Around the middle of the 19th century, the island was acquired by George Simpson, Governor of the Hudson Bay Company, who held an elaborate reception for the Prince of Wales at the island in August 1860.

The formation of the island into a town was the initiative of the Dorval Island Park Company and a group of businessmen who wanted to provide the island with electricity, water, streets, and even a tram to support residential development. On March 5, 1915, Ville d'Ile Dorval was created by separating from the City of Dorval (orthography was adjusted in 1969 to Île-Dorval and in 1987 to L'Île-Dorval). Between 1949 and 1970, a seasonal post office operated there under the English name Dorval Island.

On January 1, 2002, as part of the 2002–2006 municipal reorganization of Montreal, it merged with the city of Montreal to become part of the borough of Dorval–L'Île-Dorval. After a change of government and a 2004 referendum it became independent once again, effective January 1, 2006.

== Demographics ==
In the 2021 Census of Population conducted by Statistics Canada, L'Île-Dorval had a population of 30 living in 25 of its 79 total private dwellings, a change of from its 2016 population of 5. With a land area of 0.19 km2, it had a population density of in 2021.

==Local government==
L'Île-Dorval forms part of the federal electoral district of Dorval—Lachine—LaSalle and has been represented by Anju Dhillon of the Liberal Party since 2015. Provincially, L'Île-Dorval is part of the Marquette electoral district and is represented by Enrico Ciccone of the Quebec Liberal Party since 2018.

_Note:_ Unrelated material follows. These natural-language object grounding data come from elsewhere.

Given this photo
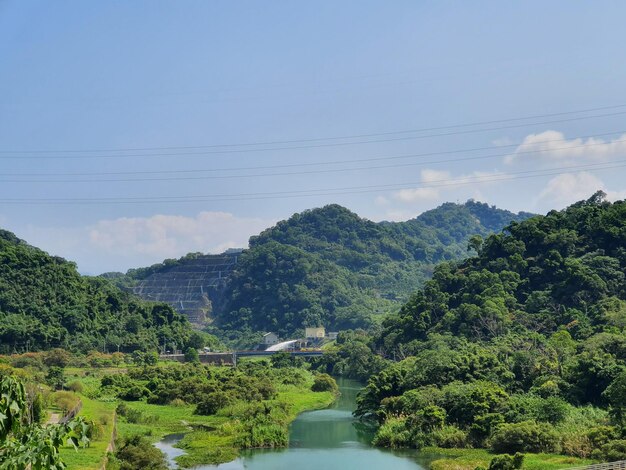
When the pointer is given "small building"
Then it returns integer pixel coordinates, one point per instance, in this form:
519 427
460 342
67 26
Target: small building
315 333
270 338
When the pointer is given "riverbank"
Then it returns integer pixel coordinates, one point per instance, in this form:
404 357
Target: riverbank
226 436
469 459
255 406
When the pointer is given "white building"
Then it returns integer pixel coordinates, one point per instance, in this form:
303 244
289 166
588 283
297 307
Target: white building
315 333
270 338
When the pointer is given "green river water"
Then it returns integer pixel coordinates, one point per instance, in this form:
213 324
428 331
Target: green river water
319 440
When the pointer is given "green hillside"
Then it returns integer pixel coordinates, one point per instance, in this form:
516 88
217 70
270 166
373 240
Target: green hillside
329 266
45 302
520 348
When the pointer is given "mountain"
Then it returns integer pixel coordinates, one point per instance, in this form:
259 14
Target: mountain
523 343
189 284
45 303
329 266
563 270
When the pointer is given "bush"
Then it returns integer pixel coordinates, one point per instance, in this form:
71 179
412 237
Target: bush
527 436
324 383
66 401
134 393
393 434
506 462
213 402
191 355
450 437
57 358
611 452
138 452
552 410
75 386
95 431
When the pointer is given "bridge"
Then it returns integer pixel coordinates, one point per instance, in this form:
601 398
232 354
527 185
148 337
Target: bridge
230 358
619 465
294 353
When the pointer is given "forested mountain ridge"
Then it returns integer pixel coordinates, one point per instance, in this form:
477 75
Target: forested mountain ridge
562 270
520 348
329 266
45 302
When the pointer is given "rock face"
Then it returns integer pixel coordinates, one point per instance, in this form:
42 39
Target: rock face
191 286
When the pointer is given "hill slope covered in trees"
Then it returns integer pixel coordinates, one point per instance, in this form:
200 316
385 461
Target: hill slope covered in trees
45 302
329 266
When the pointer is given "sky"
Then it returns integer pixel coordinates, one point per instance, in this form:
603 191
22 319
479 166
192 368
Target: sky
131 132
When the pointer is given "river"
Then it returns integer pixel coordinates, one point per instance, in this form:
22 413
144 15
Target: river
318 440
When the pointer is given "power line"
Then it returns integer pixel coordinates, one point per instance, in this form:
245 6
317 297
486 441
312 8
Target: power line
335 162
23 153
307 172
476 179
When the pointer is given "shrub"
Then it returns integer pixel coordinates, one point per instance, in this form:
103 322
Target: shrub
506 462
75 386
57 358
134 393
450 437
95 430
552 410
213 402
484 425
324 383
393 433
65 400
177 402
138 452
611 451
527 436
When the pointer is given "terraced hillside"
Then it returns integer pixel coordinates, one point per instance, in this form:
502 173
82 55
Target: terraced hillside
190 284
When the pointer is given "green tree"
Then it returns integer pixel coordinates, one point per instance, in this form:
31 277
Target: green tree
27 445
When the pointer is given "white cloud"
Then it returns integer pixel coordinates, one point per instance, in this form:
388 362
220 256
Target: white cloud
434 182
416 194
119 244
553 146
567 188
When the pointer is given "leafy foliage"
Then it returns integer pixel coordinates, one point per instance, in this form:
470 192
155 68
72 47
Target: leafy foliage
328 266
46 303
522 347
26 444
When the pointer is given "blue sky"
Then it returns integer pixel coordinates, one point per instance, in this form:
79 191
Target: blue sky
79 81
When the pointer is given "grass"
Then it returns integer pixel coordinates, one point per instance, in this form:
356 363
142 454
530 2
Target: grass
208 439
220 444
92 457
469 459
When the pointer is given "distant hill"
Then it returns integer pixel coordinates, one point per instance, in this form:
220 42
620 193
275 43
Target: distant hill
189 284
45 302
329 266
564 270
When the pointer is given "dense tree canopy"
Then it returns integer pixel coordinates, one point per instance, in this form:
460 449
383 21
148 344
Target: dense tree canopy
520 348
328 266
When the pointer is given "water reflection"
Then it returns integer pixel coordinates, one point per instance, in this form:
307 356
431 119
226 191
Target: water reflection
326 439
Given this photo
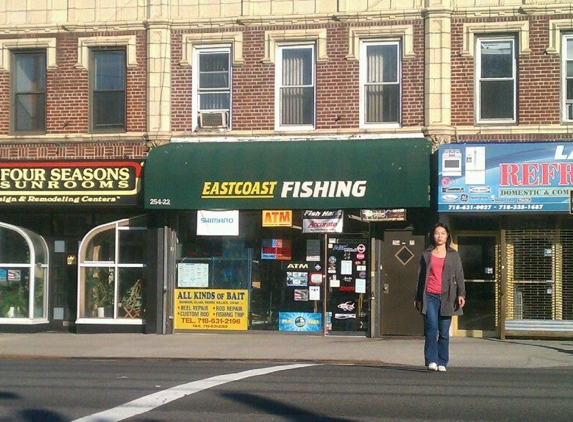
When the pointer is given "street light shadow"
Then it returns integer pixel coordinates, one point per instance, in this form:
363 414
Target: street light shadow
273 407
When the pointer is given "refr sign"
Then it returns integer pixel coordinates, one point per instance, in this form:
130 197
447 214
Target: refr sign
277 218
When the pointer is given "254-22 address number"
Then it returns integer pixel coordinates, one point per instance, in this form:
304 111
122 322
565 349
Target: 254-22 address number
159 201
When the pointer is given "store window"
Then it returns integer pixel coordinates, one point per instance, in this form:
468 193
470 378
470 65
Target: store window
380 76
108 90
111 272
23 275
295 87
29 91
496 80
568 78
212 87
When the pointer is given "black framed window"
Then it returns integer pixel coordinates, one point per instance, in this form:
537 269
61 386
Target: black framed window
29 91
497 80
108 90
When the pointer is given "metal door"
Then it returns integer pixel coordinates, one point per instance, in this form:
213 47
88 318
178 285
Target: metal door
399 258
479 252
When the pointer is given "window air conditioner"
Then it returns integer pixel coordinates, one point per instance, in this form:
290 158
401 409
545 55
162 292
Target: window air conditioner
213 119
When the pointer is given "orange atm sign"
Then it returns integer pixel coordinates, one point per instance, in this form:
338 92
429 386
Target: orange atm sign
277 218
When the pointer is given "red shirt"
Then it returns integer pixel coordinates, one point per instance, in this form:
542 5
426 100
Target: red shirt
435 276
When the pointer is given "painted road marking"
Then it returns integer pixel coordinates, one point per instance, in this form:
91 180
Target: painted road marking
151 401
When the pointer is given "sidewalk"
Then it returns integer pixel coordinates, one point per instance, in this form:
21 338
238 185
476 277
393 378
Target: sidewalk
274 346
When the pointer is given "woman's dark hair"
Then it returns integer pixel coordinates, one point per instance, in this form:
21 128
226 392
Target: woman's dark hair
446 228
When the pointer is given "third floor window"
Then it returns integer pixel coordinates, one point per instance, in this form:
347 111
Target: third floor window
568 82
295 85
496 81
380 76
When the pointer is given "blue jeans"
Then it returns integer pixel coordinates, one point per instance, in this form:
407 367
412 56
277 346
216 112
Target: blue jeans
437 333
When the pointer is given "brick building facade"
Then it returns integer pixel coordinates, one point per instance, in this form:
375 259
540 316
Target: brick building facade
101 85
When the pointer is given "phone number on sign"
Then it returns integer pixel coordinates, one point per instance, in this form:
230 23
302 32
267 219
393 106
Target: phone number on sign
499 207
218 320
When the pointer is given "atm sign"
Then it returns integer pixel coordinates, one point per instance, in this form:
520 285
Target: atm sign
277 218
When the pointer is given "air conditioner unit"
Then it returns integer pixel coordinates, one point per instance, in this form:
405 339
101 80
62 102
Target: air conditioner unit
213 120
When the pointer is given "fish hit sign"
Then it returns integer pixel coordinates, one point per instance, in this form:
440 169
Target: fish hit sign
277 218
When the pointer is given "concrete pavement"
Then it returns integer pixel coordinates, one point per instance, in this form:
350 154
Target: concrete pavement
275 346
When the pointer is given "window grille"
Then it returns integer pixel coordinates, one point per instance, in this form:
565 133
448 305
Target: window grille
539 274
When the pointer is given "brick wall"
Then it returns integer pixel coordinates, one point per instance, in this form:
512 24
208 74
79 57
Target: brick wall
67 105
538 76
337 83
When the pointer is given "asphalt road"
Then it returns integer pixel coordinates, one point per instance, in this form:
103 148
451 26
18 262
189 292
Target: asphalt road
87 390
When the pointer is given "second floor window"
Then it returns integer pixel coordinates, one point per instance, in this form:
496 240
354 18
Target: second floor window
496 81
29 91
568 83
108 91
296 87
213 87
380 83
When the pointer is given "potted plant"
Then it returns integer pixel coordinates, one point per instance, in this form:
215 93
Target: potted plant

L'Île-Dorval federal election results
| Year |  | Liberal |  | Conservative |  | Bloc Québécois |  | New Democratic |  | Green |  |
|  | 2021 | 46% | 6 | 21% | 3 | 8% | 1 | 15% | 2 | 6% | 1 |
| 2019 | 56% | 9 | 23% | 4 | 7% | 1 | 4% | 1 | 8% | 1 |

List of former mayors:

- Cecil Leonard Carsley (1915–1933)
- T. Ingledow (1933–1935)
- W. D. Walker (1935–1937)
- H. S. T. Piper (1937–1951)
- Philipp A. Sargent (1951–1955)
- F. A. Johnson (1955–1959)
- Alan Easton (1959–1961)
- J. Carlyle Gordon (1961–1963)
- Paul L'Anglais (1963–1965)
- Yves J. Adams (1965–1966)
- William Scholes (1966–1968)
- Carl Nonod (1968–1973)
- Elliott Emanuel (1973–1980)
- William Hicks (1980–1985)
- Peter C. Briant (1985–1992)
- Gisèle Chapleau (1992–2002, 2006–2025)
- Peter Steinmetz (2025–present)

==Transportation==
Dorval Island is accessible by a semi-private ferry, operating from May to October, only available to the island's residents and their invited guests.

The island is vehicle free, except for a pickup truck for garbage collection.